Vigorously dissenting landowners held meetings in Berkhamsted and Watford when the plans for the railway were published in 1830 and 1831. The shareholders and trustees of the Sparrows Herne Turnpike and the Grand Junction Canal Company also opposed the Railway, since their routes ran almost parallel and would introduce serious competitionWhen George Stephenson discovered in the early 19th century that a locomotive lost three-quarters of its power on a 1:100 gradient, it was clear that valleys had to be banked up, whilst tunnels and cuttings would have to be made into raised ground.
The fact that the original London and Birmingham Railway is still praised today for its smooth, straight and economical running is due to the engineering genius of Robert Stephenson, who built the railway between 1834-38 in strict accordance with his father’s principles.
In Dacorum, the London company of W & L Cubbitt secured the three contracts to construct just over nine miles of track from Kings Langley to Tring Station. This was largely straightforward banking and cutting, but included the Northchurch Tunnel and the difficult, soggy marshland around Berkhamsted Castle.
According to The Reformer of 18 July 1837, “The directors of this rapidly progressing great national undertaking treated their friends and a large and brilliant party to an excursion along the railway on Thursday last. The road from a station at Euston Grove to Boxmoor forming a route of 23 miles, and now finished in all essential details, was, as on the occasion of a former trial, the length of the excursion.” Boxmoor became, in effect, the first terminus for a passenger railway in the world!

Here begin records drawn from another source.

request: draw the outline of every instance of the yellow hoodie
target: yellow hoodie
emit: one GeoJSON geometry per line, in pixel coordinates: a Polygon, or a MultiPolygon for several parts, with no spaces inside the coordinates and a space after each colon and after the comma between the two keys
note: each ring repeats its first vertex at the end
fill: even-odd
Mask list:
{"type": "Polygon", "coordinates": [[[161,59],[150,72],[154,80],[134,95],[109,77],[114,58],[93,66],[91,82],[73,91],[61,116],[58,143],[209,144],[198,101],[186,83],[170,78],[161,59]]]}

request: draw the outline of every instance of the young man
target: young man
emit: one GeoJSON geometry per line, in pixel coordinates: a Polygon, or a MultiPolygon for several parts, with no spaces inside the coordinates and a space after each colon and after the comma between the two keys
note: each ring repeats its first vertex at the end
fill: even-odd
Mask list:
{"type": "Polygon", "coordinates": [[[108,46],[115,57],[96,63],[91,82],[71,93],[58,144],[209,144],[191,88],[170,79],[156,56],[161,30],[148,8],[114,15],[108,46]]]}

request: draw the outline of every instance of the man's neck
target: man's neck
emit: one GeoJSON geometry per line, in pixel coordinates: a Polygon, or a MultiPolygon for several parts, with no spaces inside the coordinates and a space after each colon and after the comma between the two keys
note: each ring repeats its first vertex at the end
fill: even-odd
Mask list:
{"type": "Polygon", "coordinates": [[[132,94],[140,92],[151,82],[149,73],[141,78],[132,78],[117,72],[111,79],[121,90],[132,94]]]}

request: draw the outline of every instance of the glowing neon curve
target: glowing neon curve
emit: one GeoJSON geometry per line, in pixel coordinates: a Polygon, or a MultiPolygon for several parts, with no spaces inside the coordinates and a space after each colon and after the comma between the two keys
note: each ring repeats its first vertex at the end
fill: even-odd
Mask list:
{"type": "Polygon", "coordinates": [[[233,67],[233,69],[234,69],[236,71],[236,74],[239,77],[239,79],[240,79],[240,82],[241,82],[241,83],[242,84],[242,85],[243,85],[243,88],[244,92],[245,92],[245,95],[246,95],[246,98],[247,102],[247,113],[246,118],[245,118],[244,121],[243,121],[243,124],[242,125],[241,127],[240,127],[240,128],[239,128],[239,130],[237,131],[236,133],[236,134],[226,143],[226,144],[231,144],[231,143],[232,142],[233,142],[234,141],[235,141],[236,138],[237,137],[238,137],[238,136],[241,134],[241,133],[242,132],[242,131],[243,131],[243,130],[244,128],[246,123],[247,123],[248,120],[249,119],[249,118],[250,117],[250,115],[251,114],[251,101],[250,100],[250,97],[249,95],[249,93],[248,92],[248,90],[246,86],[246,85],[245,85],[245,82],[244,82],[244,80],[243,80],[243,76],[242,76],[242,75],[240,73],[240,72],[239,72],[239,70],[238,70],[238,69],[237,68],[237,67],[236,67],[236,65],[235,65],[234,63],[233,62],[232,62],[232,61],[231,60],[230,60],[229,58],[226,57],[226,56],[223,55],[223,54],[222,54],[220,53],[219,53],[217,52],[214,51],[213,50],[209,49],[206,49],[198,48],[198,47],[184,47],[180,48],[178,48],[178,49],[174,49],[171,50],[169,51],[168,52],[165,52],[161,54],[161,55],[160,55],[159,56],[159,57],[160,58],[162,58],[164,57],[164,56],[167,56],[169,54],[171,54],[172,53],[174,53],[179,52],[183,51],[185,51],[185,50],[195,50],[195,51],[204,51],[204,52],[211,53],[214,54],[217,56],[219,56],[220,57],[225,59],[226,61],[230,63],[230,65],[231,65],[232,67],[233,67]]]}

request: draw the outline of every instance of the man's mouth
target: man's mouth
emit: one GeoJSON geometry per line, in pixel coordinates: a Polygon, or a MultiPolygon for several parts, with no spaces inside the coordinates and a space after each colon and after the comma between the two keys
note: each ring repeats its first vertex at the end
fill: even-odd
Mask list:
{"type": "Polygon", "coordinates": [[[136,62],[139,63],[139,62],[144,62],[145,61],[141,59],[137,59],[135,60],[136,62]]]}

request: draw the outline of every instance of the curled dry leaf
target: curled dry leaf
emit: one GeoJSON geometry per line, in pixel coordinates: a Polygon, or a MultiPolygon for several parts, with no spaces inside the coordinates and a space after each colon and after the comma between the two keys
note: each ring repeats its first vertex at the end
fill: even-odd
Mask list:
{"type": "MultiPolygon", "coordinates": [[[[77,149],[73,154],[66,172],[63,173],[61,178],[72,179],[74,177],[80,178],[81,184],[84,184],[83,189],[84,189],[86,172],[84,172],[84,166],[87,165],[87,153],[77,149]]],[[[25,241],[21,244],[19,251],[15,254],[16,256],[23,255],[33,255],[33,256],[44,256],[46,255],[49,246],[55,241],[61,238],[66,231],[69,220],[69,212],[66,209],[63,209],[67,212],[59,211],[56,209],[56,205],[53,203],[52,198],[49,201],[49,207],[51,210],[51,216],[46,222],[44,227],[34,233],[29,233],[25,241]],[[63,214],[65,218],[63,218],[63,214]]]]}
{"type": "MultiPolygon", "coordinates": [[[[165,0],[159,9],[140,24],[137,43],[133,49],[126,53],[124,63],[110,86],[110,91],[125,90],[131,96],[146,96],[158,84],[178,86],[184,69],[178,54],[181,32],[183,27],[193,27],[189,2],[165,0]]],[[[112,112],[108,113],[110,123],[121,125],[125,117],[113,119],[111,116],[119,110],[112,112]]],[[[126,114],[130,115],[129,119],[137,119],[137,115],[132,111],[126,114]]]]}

From the beginning, it was agreed that railway stations had to be much more than mere halts or stopping-places just for passengers and goods to be loaded and unloaded. A passenger had not only to be safe on a railway journey, but also to feel safe and a potential investor had to feel assured about his funds. Therefore, early stations were architect-designed, solid, permanent looking and in keeping with the locality.
“The social and commercial impact of railways was tremendous,” so wrote Hamilton Ellis in his Pictorial Encyclopaedia of Railways. “This was the first mechanical form of land transport mankind had ever known. As the rails advanced, distances abruptly shrank. Motors and aircraft have only carried on the process which the railways initiated; it was the rail that changed the world”.
This was certainly true of the Dacorum area, as of everywhere else where railways triumphed.